Issue (i): whether a firm, as such, can enter into a partnership with another firm, a Hindu undivided family business, or an individual for the purposes of registration under section 26A of the Indian Income-tax Act, 1922.
Analysis: Section 26A contemplates a firm constituted under an instrument of partnership, and the concept of firm and partnership is borrowed from the Indian Partnership Act, 1932. A partnership under section 4 of that Act is the relation between persons who agree to share the profits of a business carried on by all or any of them acting for all. In the law as applied in India, a firm is not a separate legal person but only a compendious name for the partners composing it. The definition of "person" in the General Clauses Act, 1897 could not be imported where it would be repugnant to partnership law. A firm therefore cannot, as such, be treated as a partner in another firm.
Conclusion: The answer is against the assessee. A firm, as such, cannot enter into a valid partnership with another firm, a Hindu undivided family business, or an individual for registration under section 26A.
Issue (ii): whether the application for registration satisfied the statutory requirements as to specification of individual shares and personal signatures of all partners.

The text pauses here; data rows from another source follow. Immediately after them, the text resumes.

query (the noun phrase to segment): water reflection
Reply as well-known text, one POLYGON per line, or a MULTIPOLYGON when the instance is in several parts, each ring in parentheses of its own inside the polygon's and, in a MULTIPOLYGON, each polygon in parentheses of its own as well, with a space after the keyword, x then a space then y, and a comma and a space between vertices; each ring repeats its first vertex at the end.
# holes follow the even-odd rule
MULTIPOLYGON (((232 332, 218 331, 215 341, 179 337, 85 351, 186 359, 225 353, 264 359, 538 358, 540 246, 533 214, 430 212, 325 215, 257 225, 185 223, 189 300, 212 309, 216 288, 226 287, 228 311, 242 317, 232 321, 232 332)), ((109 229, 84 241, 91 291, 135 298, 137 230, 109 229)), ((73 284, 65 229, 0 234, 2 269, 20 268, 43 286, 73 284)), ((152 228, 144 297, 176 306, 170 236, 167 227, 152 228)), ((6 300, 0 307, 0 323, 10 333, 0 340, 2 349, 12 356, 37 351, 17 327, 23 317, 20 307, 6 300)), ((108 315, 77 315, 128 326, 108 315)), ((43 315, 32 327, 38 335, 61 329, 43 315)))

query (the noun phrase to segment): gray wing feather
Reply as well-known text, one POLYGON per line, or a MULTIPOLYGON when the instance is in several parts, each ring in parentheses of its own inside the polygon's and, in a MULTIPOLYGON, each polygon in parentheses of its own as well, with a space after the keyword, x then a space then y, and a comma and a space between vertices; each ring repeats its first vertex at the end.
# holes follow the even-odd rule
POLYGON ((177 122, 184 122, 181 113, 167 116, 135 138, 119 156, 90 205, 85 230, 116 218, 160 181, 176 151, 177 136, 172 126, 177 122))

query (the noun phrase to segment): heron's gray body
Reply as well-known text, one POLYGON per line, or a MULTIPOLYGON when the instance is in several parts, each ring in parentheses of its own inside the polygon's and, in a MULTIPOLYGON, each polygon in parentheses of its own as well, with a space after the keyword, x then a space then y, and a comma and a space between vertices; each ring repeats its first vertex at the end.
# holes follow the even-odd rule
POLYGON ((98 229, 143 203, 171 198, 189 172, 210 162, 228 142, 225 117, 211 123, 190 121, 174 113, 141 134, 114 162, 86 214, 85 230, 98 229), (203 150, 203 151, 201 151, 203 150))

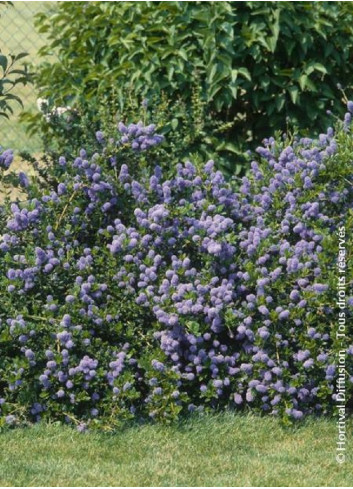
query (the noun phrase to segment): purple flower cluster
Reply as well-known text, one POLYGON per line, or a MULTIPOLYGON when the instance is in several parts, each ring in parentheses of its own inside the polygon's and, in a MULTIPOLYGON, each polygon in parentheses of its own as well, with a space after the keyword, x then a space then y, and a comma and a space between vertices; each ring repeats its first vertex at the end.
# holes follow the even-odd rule
POLYGON ((13 151, 12 149, 1 150, 0 147, 0 169, 8 170, 13 162, 13 151))
POLYGON ((118 143, 130 145, 135 151, 145 151, 164 141, 164 136, 156 133, 154 124, 145 126, 140 121, 137 124, 131 123, 126 126, 123 122, 119 122, 118 130, 121 134, 118 143))
MULTIPOLYGON (((119 130, 153 145, 154 127, 119 130)), ((212 161, 172 179, 104 152, 60 164, 0 240, 0 417, 26 389, 29 417, 79 429, 229 405, 330 411, 335 231, 353 203, 339 137, 265 141, 239 189, 212 161)))

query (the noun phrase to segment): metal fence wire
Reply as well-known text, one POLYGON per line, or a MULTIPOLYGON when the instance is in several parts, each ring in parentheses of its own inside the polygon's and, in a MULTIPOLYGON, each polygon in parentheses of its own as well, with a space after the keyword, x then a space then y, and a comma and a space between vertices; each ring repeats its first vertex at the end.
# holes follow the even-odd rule
MULTIPOLYGON (((24 61, 35 70, 40 61, 38 50, 45 44, 43 34, 39 34, 34 27, 34 17, 37 13, 47 11, 55 6, 56 2, 4 2, 0 5, 0 51, 5 54, 28 53, 24 61)), ((40 148, 37 137, 29 137, 25 127, 18 120, 22 110, 35 110, 37 94, 33 85, 18 85, 12 92, 18 95, 24 105, 13 105, 14 114, 9 120, 0 118, 0 145, 17 150, 36 152, 40 148)))

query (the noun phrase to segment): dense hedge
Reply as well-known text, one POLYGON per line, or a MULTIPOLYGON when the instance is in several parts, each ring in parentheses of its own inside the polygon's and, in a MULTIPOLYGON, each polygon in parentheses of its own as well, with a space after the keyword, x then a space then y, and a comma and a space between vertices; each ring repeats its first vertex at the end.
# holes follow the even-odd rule
POLYGON ((60 158, 54 186, 22 175, 28 200, 8 208, 0 241, 1 423, 331 412, 337 351, 347 372, 353 354, 348 310, 336 337, 350 117, 317 141, 265 141, 238 191, 211 161, 171 179, 122 164, 122 145, 143 158, 160 143, 142 123, 60 158))
POLYGON ((235 164, 286 118, 312 134, 329 125, 332 102, 340 113, 352 20, 349 2, 59 2, 38 17, 42 52, 55 56, 37 84, 56 107, 91 118, 101 95, 190 103, 200 84, 213 119, 232 123, 217 146, 235 164))

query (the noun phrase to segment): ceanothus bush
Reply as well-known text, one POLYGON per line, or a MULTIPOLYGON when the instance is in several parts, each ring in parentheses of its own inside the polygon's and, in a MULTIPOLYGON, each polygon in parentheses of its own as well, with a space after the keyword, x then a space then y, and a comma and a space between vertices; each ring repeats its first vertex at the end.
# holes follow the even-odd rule
POLYGON ((331 412, 337 351, 347 372, 353 354, 348 308, 336 334, 349 118, 317 141, 266 140, 239 188, 212 161, 171 179, 120 162, 121 145, 143 158, 162 142, 143 124, 60 158, 52 186, 22 174, 26 200, 7 207, 0 239, 1 423, 331 412))

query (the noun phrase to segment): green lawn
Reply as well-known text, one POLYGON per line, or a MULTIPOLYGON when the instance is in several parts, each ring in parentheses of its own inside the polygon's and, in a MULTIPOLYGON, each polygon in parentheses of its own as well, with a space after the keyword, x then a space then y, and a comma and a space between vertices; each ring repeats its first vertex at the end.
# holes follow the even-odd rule
POLYGON ((0 485, 350 486, 353 457, 337 464, 335 437, 334 420, 284 429, 232 414, 115 435, 36 426, 0 434, 0 485))

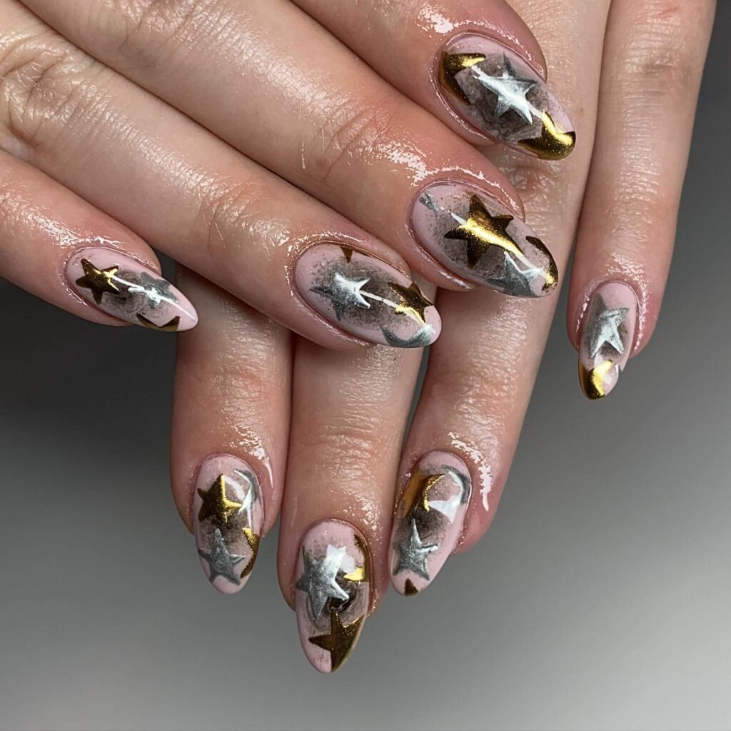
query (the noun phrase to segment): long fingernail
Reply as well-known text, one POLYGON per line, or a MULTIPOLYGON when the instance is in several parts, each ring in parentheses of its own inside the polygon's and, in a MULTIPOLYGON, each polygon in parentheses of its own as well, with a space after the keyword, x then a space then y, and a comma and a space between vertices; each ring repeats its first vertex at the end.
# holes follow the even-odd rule
POLYGON ((589 398, 602 398, 617 385, 632 348, 637 317, 632 287, 613 281, 594 292, 579 346, 579 381, 589 398))
POLYGON ((179 289, 113 249, 77 251, 66 266, 66 276, 85 300, 127 322, 174 333, 190 330, 198 322, 195 308, 179 289))
POLYGON ((542 297, 558 284, 550 251, 527 224, 471 186, 428 186, 414 201, 412 224, 435 259, 469 281, 515 297, 542 297))
POLYGON ((313 526, 300 545, 295 606, 302 648, 320 673, 352 651, 371 600, 371 558, 363 537, 339 520, 313 526))
POLYGON ((230 455, 203 462, 193 496, 194 532, 201 566, 219 591, 234 594, 249 580, 263 523, 254 470, 230 455))
POLYGON ((419 287, 375 257, 336 243, 311 246, 295 269, 298 289, 314 310, 365 340, 421 348, 442 319, 419 287))
POLYGON ((391 534, 391 583, 401 594, 425 588, 455 550, 471 492, 469 470, 456 455, 429 452, 396 507, 391 534))
POLYGON ((439 81, 455 111, 485 135, 546 160, 560 160, 574 148, 573 125, 555 94, 496 41, 455 39, 442 54, 439 81))

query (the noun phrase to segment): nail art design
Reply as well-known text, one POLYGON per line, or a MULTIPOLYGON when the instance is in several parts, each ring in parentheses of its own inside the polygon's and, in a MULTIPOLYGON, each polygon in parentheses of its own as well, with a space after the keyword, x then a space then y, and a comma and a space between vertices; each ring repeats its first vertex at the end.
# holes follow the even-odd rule
POLYGON ((579 346, 579 381, 589 398, 602 398, 616 385, 635 339, 637 300, 621 282, 597 288, 585 316, 579 346))
POLYGON ((455 110, 506 145, 547 160, 574 148, 565 110, 517 53, 484 36, 462 36, 447 46, 439 81, 455 110))
POLYGON ((295 605, 302 647, 321 673, 345 662, 363 629, 371 596, 366 540, 339 520, 311 528, 300 546, 295 605))
POLYGON ((414 233, 435 259, 469 281, 514 297, 556 289, 550 251, 525 221, 462 183, 436 183, 417 198, 414 233))
POLYGON ((454 550, 471 493, 469 471, 456 455, 430 452, 401 495, 391 534, 391 583, 406 596, 431 583, 454 550))
POLYGON ((94 246, 77 251, 66 275, 85 300, 127 322, 175 333, 190 330, 198 322, 195 308, 180 290, 114 249, 94 246))
POLYGON ((196 480, 193 526, 201 565, 219 591, 243 588, 257 560, 263 524, 254 470, 230 455, 207 459, 196 480))
POLYGON ((335 243, 308 249, 295 279, 302 297, 344 330, 374 343, 421 348, 442 329, 434 306, 401 272, 335 243))

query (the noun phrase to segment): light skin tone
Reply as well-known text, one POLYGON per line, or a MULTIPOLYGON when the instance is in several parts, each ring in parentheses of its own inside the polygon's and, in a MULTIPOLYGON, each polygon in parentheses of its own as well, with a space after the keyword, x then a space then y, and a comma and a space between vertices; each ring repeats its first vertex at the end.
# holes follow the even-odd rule
MULTIPOLYGON (((0 0, 0 274, 102 323, 179 317, 183 330, 197 318, 180 338, 176 505, 224 591, 248 580, 281 507, 280 583, 308 657, 328 671, 390 580, 422 591, 489 526, 553 316, 555 295, 535 297, 553 287, 510 297, 472 276, 479 265, 440 256, 454 239, 429 248, 412 218, 425 188, 458 183, 491 216, 512 217, 509 254, 525 255, 523 271, 542 267, 542 284, 550 260, 518 219, 540 232, 561 276, 575 237, 569 334, 585 393, 606 395, 659 311, 713 3, 276 4, 0 0), (204 42, 221 29, 229 42, 204 42), (472 76, 501 77, 505 62, 501 51, 491 67, 492 47, 478 44, 473 56, 487 58, 445 86, 443 54, 464 34, 499 41, 536 89, 550 68, 553 96, 541 98, 552 118, 568 118, 555 97, 573 120, 569 156, 521 146, 535 129, 524 134, 515 109, 512 137, 497 140, 507 144, 488 144, 502 123, 473 114, 472 76), (385 308, 367 327, 338 318, 303 291, 301 267, 298 278, 302 253, 324 242, 345 257, 338 266, 352 265, 344 246, 393 267, 391 284, 406 287, 412 271, 426 296, 442 288, 442 333, 403 450, 421 351, 367 346, 402 322, 406 302, 355 306, 385 308), (150 244, 192 270, 181 268, 172 300, 139 293, 143 273, 159 270, 150 244), (79 252, 94 247, 124 254, 126 268, 105 278, 95 272, 115 262, 100 259, 87 271, 79 252), (125 272, 132 295, 99 293, 129 287, 125 272), (216 501, 220 474, 230 480, 216 501), (341 567, 320 611, 303 579, 310 564, 341 567)), ((564 145, 568 132, 556 133, 564 145)), ((466 213, 446 211, 455 227, 466 213)), ((425 309, 430 340, 438 317, 425 309)))

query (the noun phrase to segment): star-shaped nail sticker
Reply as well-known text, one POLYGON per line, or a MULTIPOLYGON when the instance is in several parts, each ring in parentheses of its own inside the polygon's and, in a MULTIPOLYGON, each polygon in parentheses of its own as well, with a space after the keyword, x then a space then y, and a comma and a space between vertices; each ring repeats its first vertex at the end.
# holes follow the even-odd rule
POLYGON ((127 292, 132 295, 144 295, 150 308, 156 310, 163 302, 178 301, 178 298, 170 292, 172 286, 166 279, 156 279, 147 272, 143 272, 138 284, 127 285, 127 292))
POLYGON ((340 319, 346 310, 350 307, 360 307, 370 309, 371 303, 363 298, 361 290, 371 280, 349 279, 342 272, 335 270, 330 275, 327 284, 314 287, 311 292, 322 295, 333 303, 335 316, 340 319))
POLYGON ((307 594, 315 619, 320 616, 328 599, 345 602, 349 598, 347 591, 336 580, 346 553, 344 546, 336 548, 328 545, 325 558, 319 561, 306 549, 302 550, 302 575, 295 587, 307 594))
POLYGON ((198 555, 208 564, 211 572, 208 575, 209 581, 213 582, 217 576, 222 576, 232 583, 241 583, 239 577, 236 575, 234 567, 240 561, 243 561, 245 557, 228 552, 219 529, 216 528, 213 533, 213 542, 211 546, 211 552, 207 553, 205 551, 199 550, 198 555))
POLYGON ((393 569, 394 575, 402 571, 411 571, 417 576, 429 580, 429 554, 433 553, 439 547, 436 543, 422 542, 414 518, 411 520, 409 534, 401 542, 394 543, 393 548, 398 554, 393 569))
POLYGON ((357 639, 363 626, 365 617, 357 619, 348 624, 344 624, 340 618, 340 613, 330 608, 330 634, 318 635, 310 637, 313 645, 322 648, 330 653, 330 669, 334 673, 345 662, 355 640, 357 639))
POLYGON ((119 295, 119 287, 114 282, 115 274, 119 267, 109 267, 107 269, 97 269, 88 259, 81 260, 84 276, 76 280, 76 284, 85 289, 91 289, 94 301, 97 305, 102 303, 102 295, 105 292, 119 295))
POLYGON ((229 519, 243 508, 236 500, 226 496, 226 476, 219 474, 208 490, 198 489, 198 495, 203 501, 198 511, 198 520, 202 522, 211 518, 219 526, 228 526, 229 519))
POLYGON ((467 264, 473 268, 491 246, 501 249, 515 254, 518 258, 523 252, 507 232, 512 221, 512 216, 491 216, 485 204, 474 194, 469 197, 469 217, 465 220, 452 214, 459 224, 444 234, 444 238, 460 239, 467 242, 467 264))
POLYGON ((501 117, 509 110, 515 110, 529 124, 533 122, 535 107, 526 99, 526 94, 537 82, 531 79, 521 79, 513 68, 510 60, 503 54, 502 73, 500 76, 490 76, 479 67, 472 72, 485 88, 497 94, 498 103, 495 107, 495 116, 501 117))
POLYGON ((610 346, 620 355, 624 354, 619 326, 624 322, 628 311, 626 307, 608 310, 601 295, 594 298, 589 317, 589 357, 593 358, 605 345, 610 346))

Analysis: Even on the footing that a valid partnership could have been formed by the individual members, the deed did not specify the individual shares of all partners of the constituent firms. Further, the application for registration was not signed personally by all the partners of those firms, which was required by section 26A read with the prescribed rule. Authority given to one partner by co-partners could not satisfy the requirement of personal signatures.
Conclusion: The answer is against the assessee. The application was not in the prescribed form and the statutory conditions for registration were not met.
Final Conclusion: The refusal of registration was upheld and the assessee's claim to registration failed on both the constitution of the firm and the form of the application.
Ratio Decidendi: For purposes of registration under section 26A of the Indian Income-tax Act, 1922, a firm is not a legal person capable of entering into partnership as such, and the statutory conditions of specified individual shares and personal signatures must be strictly satisfied.